Re: Making adjustments to MFWK for an adv early reader

Unread post by mommyofmany » Wed Nov 06, 2013 3:14 pm

Thanks Dawn for your feedback about MFW K! It's nice to know that the TM has suggestions in it for our situation. I like the idea of starting out slow and letting her mature emotionally before getting into more serious school work. We had barely started working on "The Reading Lesson" and Bob Books and she just starting reading everything in sight. I wasn't going to push early reading with her- I think she just learned how to read all on her own by following along with the words during our reading time together. I didn't know she was paying such close attention, lol! She definitely could use a lot of skill building in the fine motor department and it sounds like MFW K has that built in to it. Thanks again. :)
Blessings,
Emily- mommy to ds(21), dd(18), ds(11), ds(10 w/Down syndrome), dd(7), dd(5), & dd(2).

mothermayi
Posts: 40
Joined: Thu Jun 13, 2013 1:51 pm

Re: Making adjustments to MFWK for an adv early reader

Unread post by mothermayi » Sun Nov 17, 2013 12:45 am

I would recommend MFW K, even though she is reading. It is gentle and fun and more appropriate for her age group. I recommend going thru the phonics in the program if she needs to solidify her phonics. The science and bible are wonderful in MFW K and it sounds like the handwriting will be on target for your dc. The TM gives ideas on how to beef it up for readers but I will say it only gives you a few things to do. I say this to you bc I was led to believe there were a lot of things in the TM if your child is reading but there isn't and I was disappointed bc I expected more. However, there are lots of resources on the fb group to help your dc beef it up.

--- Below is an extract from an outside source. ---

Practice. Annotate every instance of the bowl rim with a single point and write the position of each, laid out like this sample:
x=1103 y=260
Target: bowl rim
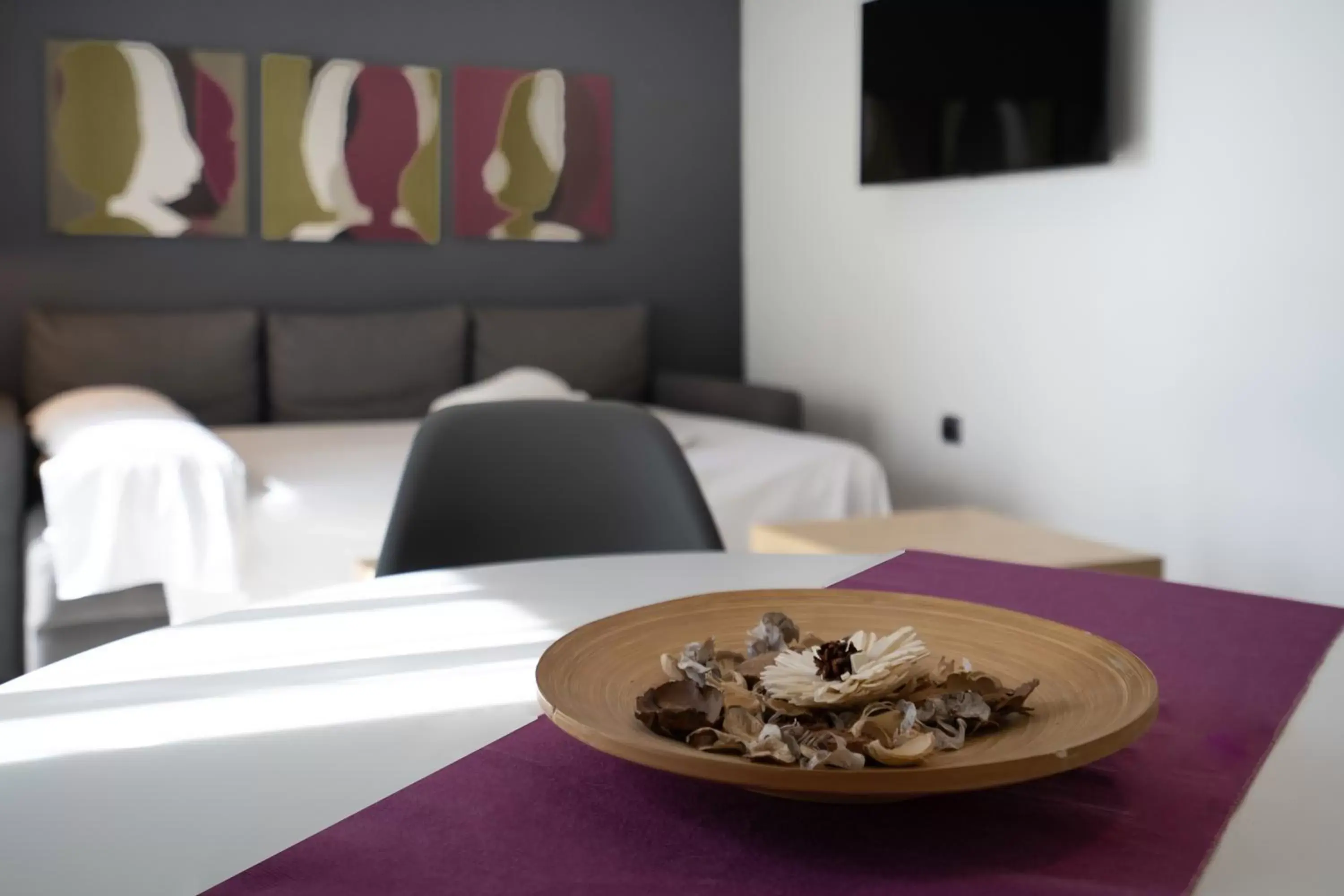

My oldest dd is 5.5 and she is far beyond the reading, math, and handwriting in MFW K but she is learning so much from the character traits and science that I would hate to see your dc miss it. It is a great year :).
Returning to MFW for 2015!! :-)
ds13 (8th)--MFW EX1850, EG, WWS, PP Guides, TT 2.0 Pre-Algebra
ds11.5 (7th)--MFW EX1850, AOG, WWS, PP Guides, Singapore 5B-6B
dd7 (2nd)--MFW EX1850, LLFT2, Miquon, AAS1
dd5--MFW K

MFW-Lucy

Re: Making adjustments to MFWK for an adv early reader

Unread post by MFW-Lucy » Tue Nov 19, 2013 11:40 am

The Kindergarten archives also have some great information from mom who have used K with reading kids. Here is the general link to the K archives: http://board.mfwbooks.com/viewforum.php?f=1
and here is the link to the topic, "Choosing K - For a child who is already reading, ideas & encouragement": http://board.mfwbooks.com/viewtopic.php?f=1&t=2304.

For kids who have started reading the primary activity they will do for reading is to read to you and independently, continuing to develop confidence and fluency. There are other language arts skills such as beginning spelling, writing, and handwriting that will also be developed through the language arts section of the daily lesson plans, especially after unit 6 once the word list is introduced.

Hope that helps you some too!

mommyofmany
Posts: 7
Joined: Mon May 30, 2011 1:15 pm

Re: Making adjustments to MFWK for an adv early reader

Unread post by mommyofmany » Wed Nov 20, 2013 1:31 pm

Thank you mothermayi!! I think MFWK will be a great in between year for her! I'll have to check out the fb group- thanks for the suggestion. :)

Thanks for the links Lucy!! There's a lot of helpful info in the archive! :)
Blessings,
Emily- mommy to ds(21), dd(18), ds(11), ds(10 w/Down syndrome), dd(7), dd(5), & dd(2).